Baltic Dry Index as a Major Economic Policy Indicator: The relationship with Economic Growth


4th International Conference on Leadership, Technology, Innovation and Business Management (ICLTIBM), İstanbul, Turkey, 19 - 21 November 2014, vol.210, pp.416-424 identifier

  • Publication Type: Conference Paper / Full Text
  • Volume: 210
  • Doi Number: 10.1016/j.sbspro.2015.11.389
  • City: İstanbul
  • Country: Turkey
  • Page Numbers: pp.416-424
  • Keywords: BDI, Markov Switching VAR, Markov Switching Granger Causality, Economic Growth, TIME-SERIES, RATES, MODEL
  • Yıldız Technical University Affiliated: Yes


Since its establishment, the Baltic Dry Index has become one of the foremost indicators on the cost of shipping and an important barometer on the volume of worldwide trade and manufacturing activity. Global factors also play important role in supply and demand of BDI index. BDI and global markets have common economical and financial movement due to market supply and demand which is as a result of turmoil's and crisis. After economic recessions and during economic growth, demand of raw materials increase as production and investments are also increase, as a result transportation volume grows accordingly. On the other hand, during economic slowdowns, demand of raw material decreases which creates utilized capacity. In this paper, MSIAH(3)-VAR(4) model is selected to analyze the relationship between BDI and economic growth for the United States. BDI and GDP are cointegrated for the United States.

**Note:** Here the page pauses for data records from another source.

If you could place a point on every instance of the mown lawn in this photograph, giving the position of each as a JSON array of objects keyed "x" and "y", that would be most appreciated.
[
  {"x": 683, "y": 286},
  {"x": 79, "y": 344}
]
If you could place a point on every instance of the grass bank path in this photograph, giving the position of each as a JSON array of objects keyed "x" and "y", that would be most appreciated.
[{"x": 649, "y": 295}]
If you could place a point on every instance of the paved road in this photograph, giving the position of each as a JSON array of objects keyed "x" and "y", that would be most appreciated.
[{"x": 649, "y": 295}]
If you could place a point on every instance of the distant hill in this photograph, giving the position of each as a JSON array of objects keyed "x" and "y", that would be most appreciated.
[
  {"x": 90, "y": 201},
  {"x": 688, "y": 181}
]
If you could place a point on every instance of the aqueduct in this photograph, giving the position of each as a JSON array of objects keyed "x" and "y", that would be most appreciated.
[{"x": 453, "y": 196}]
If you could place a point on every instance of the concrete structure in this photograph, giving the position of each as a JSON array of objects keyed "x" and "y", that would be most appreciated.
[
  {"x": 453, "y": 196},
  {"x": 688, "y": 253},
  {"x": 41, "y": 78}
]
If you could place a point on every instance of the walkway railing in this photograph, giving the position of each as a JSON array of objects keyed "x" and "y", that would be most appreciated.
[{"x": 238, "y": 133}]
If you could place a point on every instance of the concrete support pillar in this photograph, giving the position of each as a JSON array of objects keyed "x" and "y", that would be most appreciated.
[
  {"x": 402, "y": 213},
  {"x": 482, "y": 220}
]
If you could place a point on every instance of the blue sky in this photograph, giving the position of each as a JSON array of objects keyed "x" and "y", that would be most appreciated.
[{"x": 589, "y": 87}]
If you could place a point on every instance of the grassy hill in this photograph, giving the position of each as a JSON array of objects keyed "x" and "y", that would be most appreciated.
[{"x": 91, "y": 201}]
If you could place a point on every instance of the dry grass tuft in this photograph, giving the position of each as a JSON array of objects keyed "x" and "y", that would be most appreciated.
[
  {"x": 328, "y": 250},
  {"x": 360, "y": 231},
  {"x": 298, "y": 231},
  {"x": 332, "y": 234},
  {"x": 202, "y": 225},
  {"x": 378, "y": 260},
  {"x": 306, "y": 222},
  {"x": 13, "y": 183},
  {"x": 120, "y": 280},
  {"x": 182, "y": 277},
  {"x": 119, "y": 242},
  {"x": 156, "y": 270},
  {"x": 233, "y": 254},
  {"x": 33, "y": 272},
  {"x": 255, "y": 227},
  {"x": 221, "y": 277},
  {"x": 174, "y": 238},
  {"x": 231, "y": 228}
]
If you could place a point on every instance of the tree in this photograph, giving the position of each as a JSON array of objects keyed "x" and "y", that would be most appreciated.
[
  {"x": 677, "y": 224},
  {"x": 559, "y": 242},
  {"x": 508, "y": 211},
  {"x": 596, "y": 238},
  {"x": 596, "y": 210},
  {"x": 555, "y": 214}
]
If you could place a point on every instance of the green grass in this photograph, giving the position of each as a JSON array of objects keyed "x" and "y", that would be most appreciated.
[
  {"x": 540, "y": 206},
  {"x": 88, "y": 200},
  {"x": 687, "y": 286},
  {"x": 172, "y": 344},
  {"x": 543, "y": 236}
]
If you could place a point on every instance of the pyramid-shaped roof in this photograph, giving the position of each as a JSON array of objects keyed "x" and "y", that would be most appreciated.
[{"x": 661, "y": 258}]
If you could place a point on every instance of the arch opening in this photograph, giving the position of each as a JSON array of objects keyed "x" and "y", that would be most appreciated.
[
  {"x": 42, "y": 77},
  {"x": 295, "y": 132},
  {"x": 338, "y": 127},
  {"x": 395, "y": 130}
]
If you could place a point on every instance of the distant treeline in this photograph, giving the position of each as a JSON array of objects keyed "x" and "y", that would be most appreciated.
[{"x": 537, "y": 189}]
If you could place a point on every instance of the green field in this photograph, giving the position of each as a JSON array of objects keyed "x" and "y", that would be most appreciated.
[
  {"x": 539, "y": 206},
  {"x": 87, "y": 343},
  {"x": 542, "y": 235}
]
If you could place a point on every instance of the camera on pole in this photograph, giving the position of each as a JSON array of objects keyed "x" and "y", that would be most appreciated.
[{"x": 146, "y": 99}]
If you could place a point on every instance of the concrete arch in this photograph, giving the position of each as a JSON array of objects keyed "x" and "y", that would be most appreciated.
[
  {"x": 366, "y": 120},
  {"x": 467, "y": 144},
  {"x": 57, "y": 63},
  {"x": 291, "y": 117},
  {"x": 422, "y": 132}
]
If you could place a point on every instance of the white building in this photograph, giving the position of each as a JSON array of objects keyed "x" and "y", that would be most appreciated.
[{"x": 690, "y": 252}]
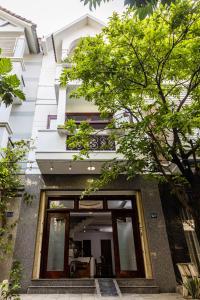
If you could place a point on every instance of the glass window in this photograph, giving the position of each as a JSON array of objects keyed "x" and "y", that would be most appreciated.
[
  {"x": 61, "y": 204},
  {"x": 126, "y": 244},
  {"x": 119, "y": 204},
  {"x": 56, "y": 247},
  {"x": 91, "y": 204}
]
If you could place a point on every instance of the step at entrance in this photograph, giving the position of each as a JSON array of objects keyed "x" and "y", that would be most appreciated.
[
  {"x": 62, "y": 286},
  {"x": 107, "y": 287},
  {"x": 137, "y": 286}
]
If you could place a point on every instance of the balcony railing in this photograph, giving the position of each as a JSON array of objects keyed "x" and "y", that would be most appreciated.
[{"x": 97, "y": 143}]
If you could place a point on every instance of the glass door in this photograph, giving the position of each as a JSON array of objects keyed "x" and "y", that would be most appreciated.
[
  {"x": 55, "y": 250},
  {"x": 127, "y": 245}
]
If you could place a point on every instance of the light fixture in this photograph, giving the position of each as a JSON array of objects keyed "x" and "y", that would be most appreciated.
[
  {"x": 51, "y": 167},
  {"x": 90, "y": 180},
  {"x": 91, "y": 168}
]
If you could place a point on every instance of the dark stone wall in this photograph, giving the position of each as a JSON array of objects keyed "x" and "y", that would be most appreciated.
[
  {"x": 162, "y": 267},
  {"x": 26, "y": 230},
  {"x": 174, "y": 226}
]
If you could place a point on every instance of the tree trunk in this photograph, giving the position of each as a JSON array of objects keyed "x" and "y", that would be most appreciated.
[{"x": 189, "y": 197}]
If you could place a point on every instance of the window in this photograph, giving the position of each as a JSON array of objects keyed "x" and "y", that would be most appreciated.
[
  {"x": 52, "y": 122},
  {"x": 69, "y": 204},
  {"x": 93, "y": 118},
  {"x": 91, "y": 204},
  {"x": 119, "y": 204}
]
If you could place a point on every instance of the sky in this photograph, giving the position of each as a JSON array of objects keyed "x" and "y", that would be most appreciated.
[{"x": 51, "y": 15}]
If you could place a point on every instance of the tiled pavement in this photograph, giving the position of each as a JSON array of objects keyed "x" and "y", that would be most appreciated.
[{"x": 95, "y": 297}]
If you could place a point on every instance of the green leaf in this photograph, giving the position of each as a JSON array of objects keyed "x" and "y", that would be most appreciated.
[{"x": 5, "y": 65}]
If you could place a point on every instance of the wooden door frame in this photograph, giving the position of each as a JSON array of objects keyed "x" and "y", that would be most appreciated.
[
  {"x": 54, "y": 274},
  {"x": 137, "y": 241}
]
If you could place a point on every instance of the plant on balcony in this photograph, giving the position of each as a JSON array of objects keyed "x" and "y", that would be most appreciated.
[
  {"x": 11, "y": 184},
  {"x": 9, "y": 83},
  {"x": 9, "y": 289},
  {"x": 150, "y": 70}
]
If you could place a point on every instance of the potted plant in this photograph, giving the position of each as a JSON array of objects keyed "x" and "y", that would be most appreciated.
[{"x": 193, "y": 287}]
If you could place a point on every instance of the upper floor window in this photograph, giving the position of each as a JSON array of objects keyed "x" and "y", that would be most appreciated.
[
  {"x": 93, "y": 119},
  {"x": 52, "y": 122}
]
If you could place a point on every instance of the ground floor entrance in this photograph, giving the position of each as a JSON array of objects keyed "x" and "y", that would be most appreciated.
[{"x": 97, "y": 237}]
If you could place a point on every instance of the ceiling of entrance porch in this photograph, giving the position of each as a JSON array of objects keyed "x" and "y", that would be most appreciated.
[{"x": 70, "y": 167}]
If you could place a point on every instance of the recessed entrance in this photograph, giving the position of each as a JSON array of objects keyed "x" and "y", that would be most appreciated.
[{"x": 97, "y": 237}]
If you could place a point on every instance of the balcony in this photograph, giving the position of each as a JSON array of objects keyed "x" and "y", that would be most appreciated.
[
  {"x": 97, "y": 143},
  {"x": 51, "y": 152}
]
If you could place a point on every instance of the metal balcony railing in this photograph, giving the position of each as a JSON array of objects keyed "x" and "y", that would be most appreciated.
[{"x": 97, "y": 143}]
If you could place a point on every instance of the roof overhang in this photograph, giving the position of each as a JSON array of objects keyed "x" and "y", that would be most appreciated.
[{"x": 27, "y": 26}]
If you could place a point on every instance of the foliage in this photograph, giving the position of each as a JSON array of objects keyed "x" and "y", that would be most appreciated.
[
  {"x": 146, "y": 73},
  {"x": 9, "y": 83},
  {"x": 143, "y": 7},
  {"x": 10, "y": 183},
  {"x": 193, "y": 287},
  {"x": 10, "y": 289}
]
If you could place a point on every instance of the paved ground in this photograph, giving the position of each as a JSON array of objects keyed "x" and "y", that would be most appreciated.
[{"x": 91, "y": 297}]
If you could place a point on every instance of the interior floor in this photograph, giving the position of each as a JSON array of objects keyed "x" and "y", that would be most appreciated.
[{"x": 91, "y": 252}]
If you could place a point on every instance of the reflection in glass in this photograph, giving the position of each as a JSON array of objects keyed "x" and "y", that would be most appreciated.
[
  {"x": 91, "y": 204},
  {"x": 62, "y": 204},
  {"x": 56, "y": 245},
  {"x": 119, "y": 204},
  {"x": 126, "y": 244}
]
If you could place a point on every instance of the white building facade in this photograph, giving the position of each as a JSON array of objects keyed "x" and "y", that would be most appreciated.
[{"x": 118, "y": 232}]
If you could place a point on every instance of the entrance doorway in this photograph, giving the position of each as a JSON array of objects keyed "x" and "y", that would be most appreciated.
[{"x": 91, "y": 238}]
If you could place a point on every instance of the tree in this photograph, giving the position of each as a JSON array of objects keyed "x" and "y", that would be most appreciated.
[
  {"x": 146, "y": 73},
  {"x": 143, "y": 7},
  {"x": 9, "y": 83}
]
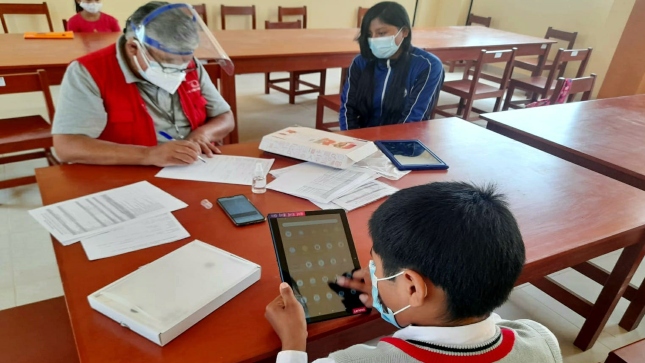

The crisis regime tends to last 3.13 years on the average, while the Regime 2 is comparatively more persistent with 3.11 years. Finally, Regime 3 which corresponds to the high growth tends to last 2.55 years on the average. Crisis regime of economy is the most persistent regime in the US. Thus, BDI can be used for an indicator of a crisis in GDP growth for the United States.